At this time, the drive shaft 11 has risen to its top dead center, and the small window 3 of the heat block 1 is closed by the lid 10. By doing so, the transfer of heat from the heat block 1 to the substrate 4 starts, and the temperature of the substrate starts to rise quickly. Drive shaft 11 at appropriate time
Is rotated downward, the lid 10 is removed from the optical path 6, and the back surface of the substrate 4 can be observed by the infrared thermometer 5.

Since the gas pressure of several Torr cannot be maintained between the back surface of the substrate 4 and the heat block 1 due to the lowering of the lid 10, the temperature rise of the substrate 4 substantially stagnates.

If it is found that the substrate has a desired temperature, for example, a process such as film formation by sputtering may be started by a sputtering target 12 installed opposite to the substrate 4, or if the temperature is too low. If so, the lid 10 may be closed again, and heating may be continued by filling with gas.
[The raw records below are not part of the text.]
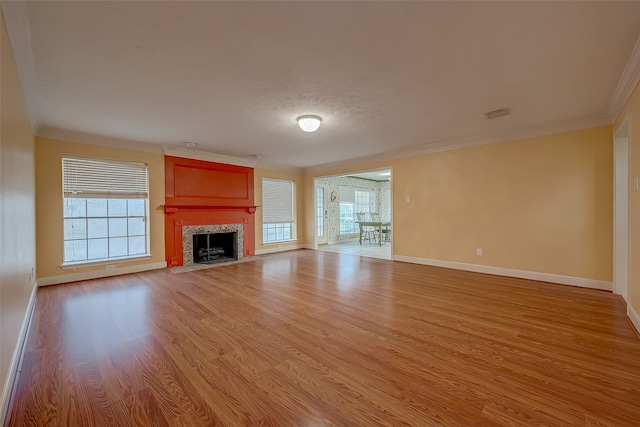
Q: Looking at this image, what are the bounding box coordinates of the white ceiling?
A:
[3,1,640,167]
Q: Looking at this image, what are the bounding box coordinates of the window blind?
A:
[262,178,293,224]
[62,158,149,199]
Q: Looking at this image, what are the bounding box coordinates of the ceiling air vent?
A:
[484,108,510,119]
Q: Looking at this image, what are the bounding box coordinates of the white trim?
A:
[0,0,40,131]
[0,283,38,425]
[302,113,611,175]
[163,145,257,168]
[607,34,640,121]
[256,244,313,255]
[38,261,167,286]
[393,255,613,291]
[60,254,151,270]
[627,304,640,334]
[36,126,163,154]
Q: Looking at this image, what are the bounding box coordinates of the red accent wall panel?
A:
[165,156,253,207]
[164,156,255,267]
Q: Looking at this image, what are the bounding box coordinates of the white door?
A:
[316,187,328,245]
[613,121,629,303]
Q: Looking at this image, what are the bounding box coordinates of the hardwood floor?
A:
[8,250,640,427]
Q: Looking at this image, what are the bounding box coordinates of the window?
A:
[62,158,149,264]
[340,187,375,234]
[262,178,295,243]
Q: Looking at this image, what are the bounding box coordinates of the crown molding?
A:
[607,34,640,122]
[163,145,257,168]
[0,0,40,130]
[302,113,611,174]
[36,126,163,153]
[255,160,303,173]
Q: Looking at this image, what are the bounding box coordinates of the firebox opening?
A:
[193,232,238,264]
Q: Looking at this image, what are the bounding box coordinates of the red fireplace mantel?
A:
[164,156,256,267]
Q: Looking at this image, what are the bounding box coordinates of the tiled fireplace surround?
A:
[164,156,256,267]
[182,224,244,266]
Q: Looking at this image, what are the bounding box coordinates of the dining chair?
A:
[356,212,376,243]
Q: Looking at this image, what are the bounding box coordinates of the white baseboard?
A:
[256,245,313,255]
[393,255,613,291]
[38,262,167,286]
[627,304,640,334]
[0,283,38,426]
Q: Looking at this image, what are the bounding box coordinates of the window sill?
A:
[262,239,298,246]
[60,254,151,270]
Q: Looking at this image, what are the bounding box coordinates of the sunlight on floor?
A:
[318,240,391,259]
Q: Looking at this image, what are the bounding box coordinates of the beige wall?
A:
[36,138,165,279]
[0,8,36,400]
[305,126,613,281]
[613,82,640,313]
[253,168,306,253]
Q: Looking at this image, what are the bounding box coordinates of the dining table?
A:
[356,221,391,246]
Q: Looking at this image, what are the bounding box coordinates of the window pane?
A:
[128,199,146,216]
[64,218,87,240]
[62,199,87,218]
[87,199,107,217]
[109,218,127,237]
[109,199,127,216]
[64,242,73,262]
[87,218,107,239]
[88,239,109,259]
[128,218,145,236]
[72,240,87,261]
[109,237,127,257]
[129,236,147,255]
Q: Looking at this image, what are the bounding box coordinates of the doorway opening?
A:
[314,167,393,259]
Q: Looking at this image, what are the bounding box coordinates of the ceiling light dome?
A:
[298,115,322,132]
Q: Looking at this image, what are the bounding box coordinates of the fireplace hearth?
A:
[193,232,238,264]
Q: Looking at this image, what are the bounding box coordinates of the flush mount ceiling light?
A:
[484,108,511,119]
[297,115,322,132]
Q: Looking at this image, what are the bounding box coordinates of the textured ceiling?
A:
[5,1,640,167]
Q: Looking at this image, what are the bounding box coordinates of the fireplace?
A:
[182,224,244,266]
[193,232,238,264]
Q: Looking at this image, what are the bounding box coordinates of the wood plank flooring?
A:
[8,250,640,427]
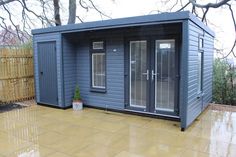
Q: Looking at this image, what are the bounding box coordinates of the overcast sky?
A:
[61,0,236,58]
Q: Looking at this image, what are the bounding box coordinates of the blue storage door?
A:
[38,41,58,106]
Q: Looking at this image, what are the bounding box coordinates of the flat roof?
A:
[32,11,215,37]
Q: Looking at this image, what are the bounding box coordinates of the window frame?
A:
[89,39,107,93]
[197,35,204,94]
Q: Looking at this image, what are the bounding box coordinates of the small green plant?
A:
[74,86,81,100]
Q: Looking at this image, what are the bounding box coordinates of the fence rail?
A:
[0,48,34,104]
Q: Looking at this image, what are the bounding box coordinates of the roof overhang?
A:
[32,11,215,37]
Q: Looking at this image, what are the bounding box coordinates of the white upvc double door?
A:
[129,38,179,114]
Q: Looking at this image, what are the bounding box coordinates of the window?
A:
[197,35,204,93]
[91,41,106,92]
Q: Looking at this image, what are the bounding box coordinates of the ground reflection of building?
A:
[3,107,40,157]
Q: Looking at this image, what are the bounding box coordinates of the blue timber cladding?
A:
[179,20,189,129]
[33,33,63,107]
[32,12,214,129]
[203,33,214,108]
[76,36,124,109]
[185,20,213,127]
[62,36,76,107]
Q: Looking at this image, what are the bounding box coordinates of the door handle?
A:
[152,70,157,81]
[142,70,149,80]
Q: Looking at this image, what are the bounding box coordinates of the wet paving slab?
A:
[0,105,236,157]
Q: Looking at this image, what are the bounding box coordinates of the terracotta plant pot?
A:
[72,100,83,111]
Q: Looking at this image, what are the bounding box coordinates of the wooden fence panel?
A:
[0,49,34,104]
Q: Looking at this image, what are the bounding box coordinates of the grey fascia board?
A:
[32,11,189,35]
[32,11,215,37]
[189,12,215,37]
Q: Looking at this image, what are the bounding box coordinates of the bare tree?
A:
[68,0,76,24]
[53,0,61,26]
[177,0,236,58]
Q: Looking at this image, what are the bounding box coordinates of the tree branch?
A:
[0,0,15,6]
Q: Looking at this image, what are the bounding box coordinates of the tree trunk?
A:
[68,0,76,24]
[53,0,61,26]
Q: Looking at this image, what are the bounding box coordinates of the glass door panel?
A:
[129,40,149,108]
[155,40,175,112]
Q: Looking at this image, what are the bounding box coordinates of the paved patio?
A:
[0,105,236,157]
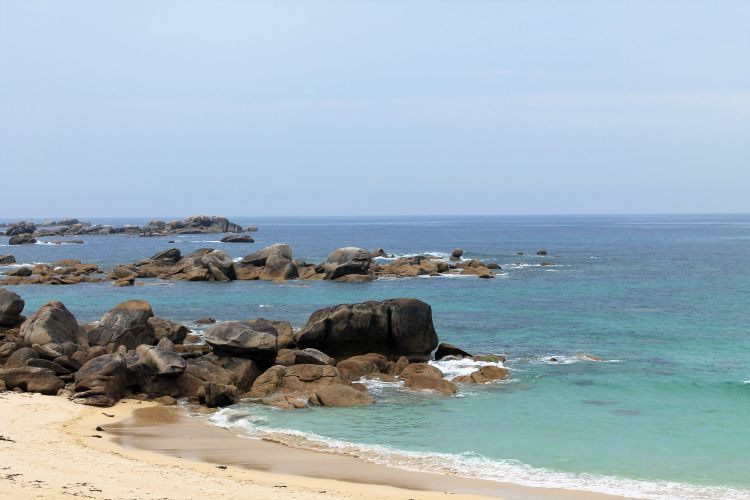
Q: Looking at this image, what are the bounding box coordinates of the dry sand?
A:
[0,392,624,499]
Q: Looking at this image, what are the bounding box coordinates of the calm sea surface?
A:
[0,215,750,498]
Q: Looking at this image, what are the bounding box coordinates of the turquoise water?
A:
[0,215,750,498]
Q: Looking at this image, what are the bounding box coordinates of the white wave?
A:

The inventors have experimentally confirmed the effects of the present invention by using the Al film on a Si wafer by sputtering.

The method of heating the wafer by introducing Ar gas to the back side of the wafer depends on mechanical adjustment, but it is about 0.1%, that is, about one in 1,000 wafers, when the temperature starts film formation Was not heated to a predetermined temperature (300 ° C. in the experiments of the present inventors). This is because the wafer was not pressed sufficiently evenly on the heat block.

As is well known, when an Al film is formed at a low wafer temperature, a film having small crystal grains is formed. A film with small crystal grains has a lower resistance to electromigration when this Al film is used for a wiring than a film with large crystal grains. For this reason, as described above, if sufficient heating does not occur prior to film formation, the reliability of the Al wiring will be greatly reduced.

Also, in the case of an Al film, even if it is formed at a low wafer temperature,
The specular reflectance of the Al film does not decrease, and it is very difficult to visually identify such a defect.

〔The invention's effect〕

According to the present invention, the temperature of the wafer can be directly measured, so if a wafer that does not reach the desired temperature is found, additional heating or removal as a defective product from the beginning can be performed. As a result, shipment of defective products can be prevented.

[Brief description of the drawings]

FIG. 1 shows an embodiment of the present invention, and is an explanatory view showing an example in which the present invention is applied to a sputtering apparatus. 1: Heat block 2: Electric heater inside the heat block 3: Small window for temperature observation provided in the heat block 4: Si wafer (substrate) 5: Infrared thermometer 6: Optical path for observation of infrared thermometer 7: Peep window between atmosphere and vacuum 8: Heat transfer medium gas introduction pipe 9: Substrate holder 11: Drive shaft 12: Sputtering target 13: Gas introduction valve

──────────────────────────────────────────────────続 き Continuation of the front page (72) Inventor Yuji Yoneoka 292 Yoshida-cho, Totsuka-ku, Yokohama-shi, Kanagawa Pref. Hitachi Manufacturing Co., Ltd. (56) References JP-A-63-188940 (JP, A) JP-A-1-105530 (JP, A) JP-A-4-42025 (JP, A) JP-A-4-130746 (JP, A) JP-A-4-56145 (JP) , A) (58) Fields investigated (Int. Cl. ⁶ , DB name) H01L 21/66 H01L 33/00 H01L 21/31 G01J 5/00

Claims (1)

(57) [Claims] 1. A vacuum processing apparatus for performing processing by heating or cooling a substrate mounted on a base, a heating or cooling means for setting the base to a predetermined temperature, and an infrared ray for the back surface of the substrate. An observation hole provided in the base for observation by a thermometer, gas introduction means for filling a predetermined gas in a space formed by the substrate and the base, and the observation hole in the base. The observation hole is closed when the base or the substrate is being heated or cooled by the heating or cooling means, and is movably installed in an optical path to an infrared thermometer. A vacuum processing apparatus, comprising: a shutter for opening the observation hole and retracting from the optical path when measuring the temperature.